KAAN AKOBA yazıyor: Alman birliklerinin Rusya topraklarını işgale başladığı 22 Haziran 1941 tarihinin bir gün sonrasında basılan Pravda gazetesinin manşeti, o güne kadar bir benzerine rastlanılmamış savaşın artık bu şekilde anılmasına neden olacaktır: ''Sovyet Halkının Büyük Vatanseverlik Savaşı' (Великая Отечественная война)
Tarih kitapları İkinci Dünya Savaşı'nın, 9 Mayıs 1945'e kadar sürdüğünü söyleseler de, 30 Nisan 1945'te Евгений Халдей'in (Yevgeni Haldey) Reichstag'a kızıl bayrak dikilirken deklanşöre bastığı o an, bir devrin sonudur.
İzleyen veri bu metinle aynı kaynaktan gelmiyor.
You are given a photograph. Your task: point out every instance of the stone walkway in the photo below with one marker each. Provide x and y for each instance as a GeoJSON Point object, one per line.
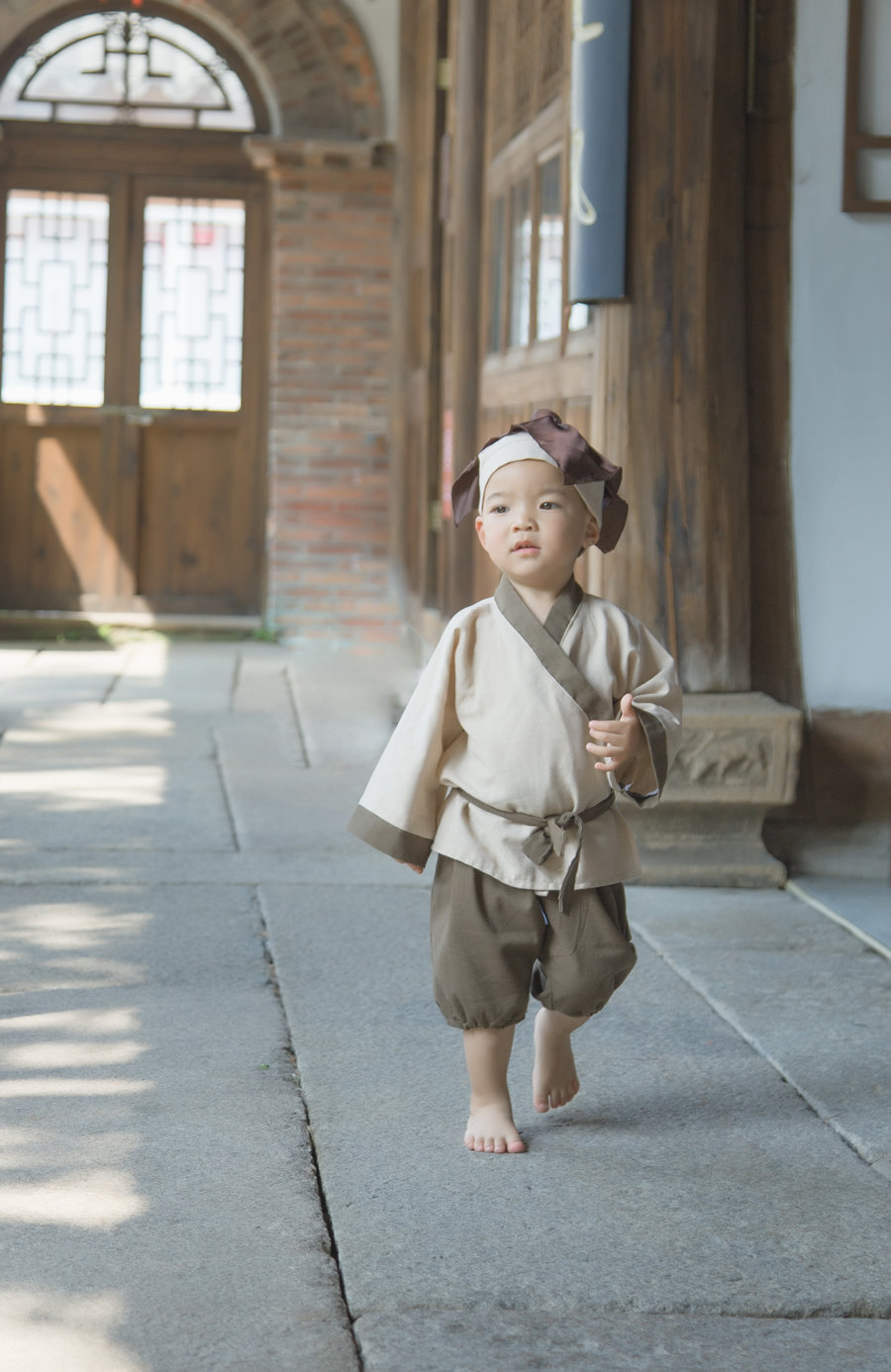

87. Yol Bakım Taburu onbaşısı Мария Шальнева'nın (Mariya Şalneva) kızıl bayrağın Berlin'de dalgalanmaya başlamasının sadece bir kaç gün ardından şehre yeni gelen birliklere yol gösterirken yüzüne yayılan gülümsemesi de, yine Yevgeni Haldey'in vizöründen dünyaya yansır.
Kızıl Ordu'nun kimileri çocuk bile denebilecek yaşlardaki askerleri de Berlin sokaklarında, ileride her baktıklarında onlara zaferlerini tekrar tekrar hatırlatacak fotoğraflar çektirirler, ülkelerini savunmuş, çocuklarının, torunlarının geleceklerini karanlık dipsiz kuyulardan çekip çıkartmış olmanın iç huzuruyla.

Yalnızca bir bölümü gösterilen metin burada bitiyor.